Posts Tagged ‘algorithms’
A slight detour in our discussion of methods of geolocation in mobile for a comment about algorithms.
Many, if not most, companies with any intelligent automation talk about their algorithms. There’s an algorithm for optimizing pricing, an algorithm for selecting a target audience, an algorithm for beating the casino at blackjack, etc. etc. You get the point. Marketers almost always want to include the term in their collateral. Why? Because the implication of the word “algorithm” today is that they are hard, manipulate huge amounts of data, require a lot of complex math, and thus by inference make the company appear both smarter than the average bear and the owner of unique intellectual property that makes their products or services better than the next guy’s.
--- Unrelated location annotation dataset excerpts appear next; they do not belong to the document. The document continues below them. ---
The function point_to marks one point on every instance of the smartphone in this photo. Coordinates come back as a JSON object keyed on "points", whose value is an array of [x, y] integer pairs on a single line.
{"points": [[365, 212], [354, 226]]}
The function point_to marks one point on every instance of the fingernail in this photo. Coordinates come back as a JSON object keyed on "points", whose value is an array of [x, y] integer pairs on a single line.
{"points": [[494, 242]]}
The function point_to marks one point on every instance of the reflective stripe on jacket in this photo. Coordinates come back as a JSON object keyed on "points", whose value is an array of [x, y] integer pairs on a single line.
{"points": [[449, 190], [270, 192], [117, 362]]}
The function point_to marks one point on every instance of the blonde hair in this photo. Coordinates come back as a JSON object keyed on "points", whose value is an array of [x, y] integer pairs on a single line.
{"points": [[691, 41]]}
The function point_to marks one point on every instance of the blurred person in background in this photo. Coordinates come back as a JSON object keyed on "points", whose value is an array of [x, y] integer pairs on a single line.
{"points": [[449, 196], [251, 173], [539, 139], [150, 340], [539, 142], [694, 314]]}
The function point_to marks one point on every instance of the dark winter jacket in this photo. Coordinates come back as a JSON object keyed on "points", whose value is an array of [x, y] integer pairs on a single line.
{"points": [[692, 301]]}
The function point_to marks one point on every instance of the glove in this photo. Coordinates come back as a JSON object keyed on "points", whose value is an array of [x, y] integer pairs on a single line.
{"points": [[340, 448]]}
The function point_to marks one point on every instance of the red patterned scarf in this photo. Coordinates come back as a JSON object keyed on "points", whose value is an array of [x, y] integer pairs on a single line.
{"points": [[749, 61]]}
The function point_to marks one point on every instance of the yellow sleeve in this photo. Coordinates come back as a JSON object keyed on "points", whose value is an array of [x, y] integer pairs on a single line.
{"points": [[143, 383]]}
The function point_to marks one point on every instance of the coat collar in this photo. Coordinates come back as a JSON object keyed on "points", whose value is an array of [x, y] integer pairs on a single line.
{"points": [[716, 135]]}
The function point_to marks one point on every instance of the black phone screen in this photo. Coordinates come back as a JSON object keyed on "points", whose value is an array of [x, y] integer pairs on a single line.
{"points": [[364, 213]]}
On my teams, the word algorithm is verboten in describing what we do. Algorithms are tools - nothing more than step-by-step procedures for calculations. And yes, for the technologists in the crowd I am aware the definition can be a tad more precise. But that is just the point – the word algorithm has been used so much and applied to such a wide range of situations (e.g ”Mark had an algorithm by which he determined which route to take to the office during rush hour) that it has become effectively meaningless.
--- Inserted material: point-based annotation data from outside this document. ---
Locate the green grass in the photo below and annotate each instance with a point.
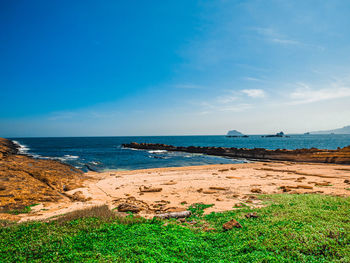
(291, 228)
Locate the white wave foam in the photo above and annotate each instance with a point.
(70, 157)
(23, 149)
(157, 151)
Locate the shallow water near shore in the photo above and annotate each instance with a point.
(106, 153)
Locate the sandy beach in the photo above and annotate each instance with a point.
(226, 186)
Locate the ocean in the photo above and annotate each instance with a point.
(106, 153)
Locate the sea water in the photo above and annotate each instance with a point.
(107, 153)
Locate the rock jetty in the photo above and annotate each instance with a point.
(26, 181)
(339, 156)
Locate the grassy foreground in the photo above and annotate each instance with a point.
(291, 228)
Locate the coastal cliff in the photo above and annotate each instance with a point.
(26, 181)
(339, 156)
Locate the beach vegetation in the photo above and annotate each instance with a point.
(289, 228)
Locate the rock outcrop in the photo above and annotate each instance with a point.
(25, 181)
(339, 156)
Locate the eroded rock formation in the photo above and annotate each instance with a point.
(339, 156)
(25, 181)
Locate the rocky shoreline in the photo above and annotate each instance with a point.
(313, 155)
(25, 181)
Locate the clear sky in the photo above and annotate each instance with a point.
(85, 68)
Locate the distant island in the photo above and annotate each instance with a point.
(344, 130)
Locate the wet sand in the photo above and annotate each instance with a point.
(226, 186)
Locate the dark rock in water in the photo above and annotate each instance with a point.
(26, 181)
(339, 156)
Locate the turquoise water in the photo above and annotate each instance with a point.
(101, 153)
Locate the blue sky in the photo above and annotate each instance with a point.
(76, 68)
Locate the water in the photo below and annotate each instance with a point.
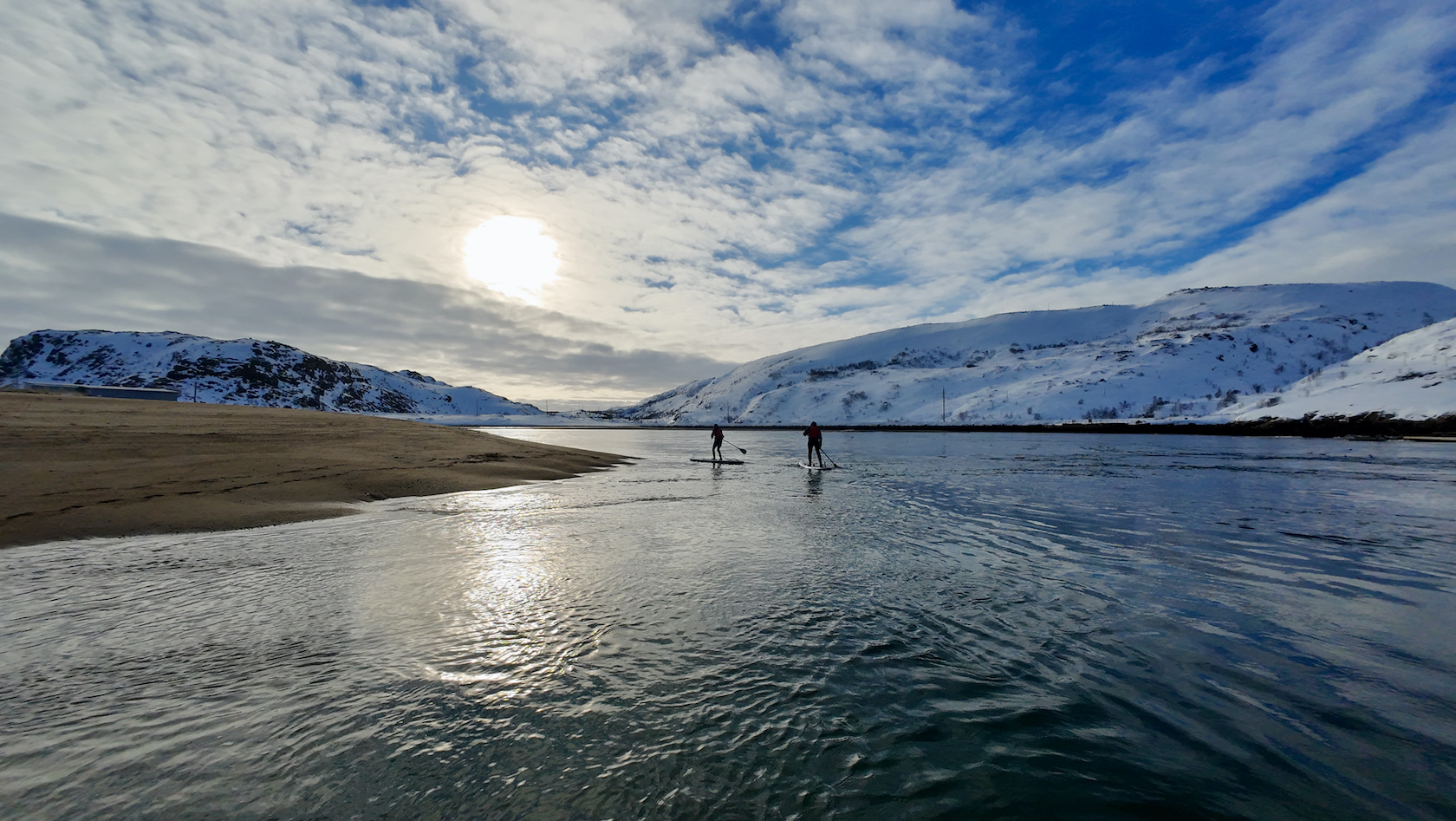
(955, 626)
On my teams, we use the word model because what we do is model human behavior. We look at data to understand how people act, what they value, what they believe. We then hypothesize what that data means in terms of the motivations and internal beliefs/processes that lead to those behaviors . Basically, we are data-driven virtual psychologists trying to understand what is going on in the ‘black box’ of the human mind based on what we can see – the inputs into the box and the outputs from it.
The hardest part of our job is not the math or the calculation process, but asking the right questions. As I gain more experience in this arena, this is where most of the data scientists miss the mark. They are so caught up in the math they forget about (or don’t understand) the real issue. After all, guys (and it is mainly guys) who have a highly dominant left brain don’t really groc the emotion that their work is trying to uncover. This is especially true, and this is not a sexist comment, when we are talking about the emotions of women shoppers. And at the end of the day, it is comprehending the sentiments of a human being that we really want to understand.
For example, we see that two people go to a Starbucks every day and both drink three cups of coffee. However, one person goes repetitively to the same Starbucks, while the other goes to numerous ones around their city throughout the day. What would cause that difference. Hypothesis: one is a stay at home mom/worker who takes a run/walk every morning and stops for coffee; the other is a service professional moving between customer offices. Or maybe the second person is a pizza delivery person. Each of these hypotheses is tested with various calculations of data and are either validated or not. At that point we have a guess at who they might be.
Now we can look at other data and start making predictions about their attitudes and values. Let’s say the person has been identified as a stay at home mom. What does that tell us about them? Well, we might guess they love being a parent enough to sacrifice some part of their career to have time with their kids. Alternately, they might be driven by the fact that their spouse makes more money and so they have to be the member of the couple that has to make a career sacrifice for the financial welfare of the family. Which means that they are rational, but also are willing (with regrets) to subsume their own needs to those of others. Either way, they might be frustrated with having to stay at home, and be responsive to an offer for a brand that shows it recognized their frustration and offers them something uniquely for them and not the other members of the family. A spa day, for example. Or at least time to create their own relaxation time at home – because they can’t go to a spa and leave the kids at home alone (because…they can’t afford a nanny?).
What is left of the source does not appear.